Анетта заметила:
— Но эта работа, насколько я поняла, временная… Дело в том, что этот мистер Харпер нанял ее только на одну неделю…
Миссис Лафарг не обратила на эту реплику никакого внимания.
— Ага… — точно очнувшись, она поинтересовалась: — Как, как ты говоришь, его фамилия?
— Кого? — не поняла Анетта.
— Ну, этого красавчика на красном «феррари», который предложил твоей подруге эту работу…
— Мистер Деннис Харпер.
— Харпер?
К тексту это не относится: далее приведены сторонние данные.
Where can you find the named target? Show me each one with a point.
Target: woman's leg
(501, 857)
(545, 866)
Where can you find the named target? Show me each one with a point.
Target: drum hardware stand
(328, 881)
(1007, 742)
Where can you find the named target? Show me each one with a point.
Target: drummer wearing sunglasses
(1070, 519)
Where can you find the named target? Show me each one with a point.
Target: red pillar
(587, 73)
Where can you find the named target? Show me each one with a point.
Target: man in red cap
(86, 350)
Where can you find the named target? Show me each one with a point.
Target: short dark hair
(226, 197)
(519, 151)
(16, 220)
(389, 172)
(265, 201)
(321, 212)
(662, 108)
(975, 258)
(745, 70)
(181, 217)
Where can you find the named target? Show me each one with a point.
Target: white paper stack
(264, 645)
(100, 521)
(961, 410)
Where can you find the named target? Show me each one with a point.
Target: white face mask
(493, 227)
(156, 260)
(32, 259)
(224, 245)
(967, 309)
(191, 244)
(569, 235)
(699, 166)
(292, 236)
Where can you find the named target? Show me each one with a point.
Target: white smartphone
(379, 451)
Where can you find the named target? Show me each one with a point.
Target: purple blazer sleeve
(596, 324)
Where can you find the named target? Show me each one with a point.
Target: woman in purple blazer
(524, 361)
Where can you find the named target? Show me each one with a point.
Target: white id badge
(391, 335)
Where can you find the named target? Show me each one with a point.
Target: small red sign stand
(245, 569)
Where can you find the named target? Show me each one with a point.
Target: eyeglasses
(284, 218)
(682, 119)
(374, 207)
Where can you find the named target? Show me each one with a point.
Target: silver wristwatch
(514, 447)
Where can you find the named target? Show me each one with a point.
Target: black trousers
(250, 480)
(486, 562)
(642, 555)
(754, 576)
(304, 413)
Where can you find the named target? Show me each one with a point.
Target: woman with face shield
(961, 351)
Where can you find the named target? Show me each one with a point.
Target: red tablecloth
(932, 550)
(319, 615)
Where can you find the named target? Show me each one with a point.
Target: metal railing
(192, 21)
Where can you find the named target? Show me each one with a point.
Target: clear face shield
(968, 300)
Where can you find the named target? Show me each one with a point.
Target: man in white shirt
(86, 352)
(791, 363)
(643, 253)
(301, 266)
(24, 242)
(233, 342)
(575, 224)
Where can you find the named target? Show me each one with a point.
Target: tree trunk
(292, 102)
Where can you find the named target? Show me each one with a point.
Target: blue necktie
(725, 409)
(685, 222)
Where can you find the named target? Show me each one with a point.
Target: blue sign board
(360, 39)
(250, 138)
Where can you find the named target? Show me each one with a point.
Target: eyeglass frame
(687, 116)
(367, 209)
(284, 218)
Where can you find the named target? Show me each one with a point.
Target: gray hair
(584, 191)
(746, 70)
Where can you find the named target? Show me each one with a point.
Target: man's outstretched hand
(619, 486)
Это, часом, не какой-нибудь родственник Стефани Харпер, самой богатой женщины Австралии, обладательницы самого роскошного на континенте дома — Эдема?
— Да, конечно же, он… Это ее сын.
Миссис Лафарг вновь о чем-то задумалась.
— Послушай, — осторожно начала она, — послушай, Анетта…
Девушка всем своим видом продемонстрировала готовность выслушать все, что скажет ей квартирная хозяйка.
Элеонора подняла взгляд на Анетту.
— Знаешь что, — начала она, — мне кажется, что находясь на содержании у этого Харпера, Мартина могла бы платить мне и больше.
Анетта несмело начала:
— Но, миссис Лафарг, когда мы нанимали эту квартиру, мы, кажется, договорились, что будем платить именно столько, сколько платим теперь.
Элеонора махнула рукой.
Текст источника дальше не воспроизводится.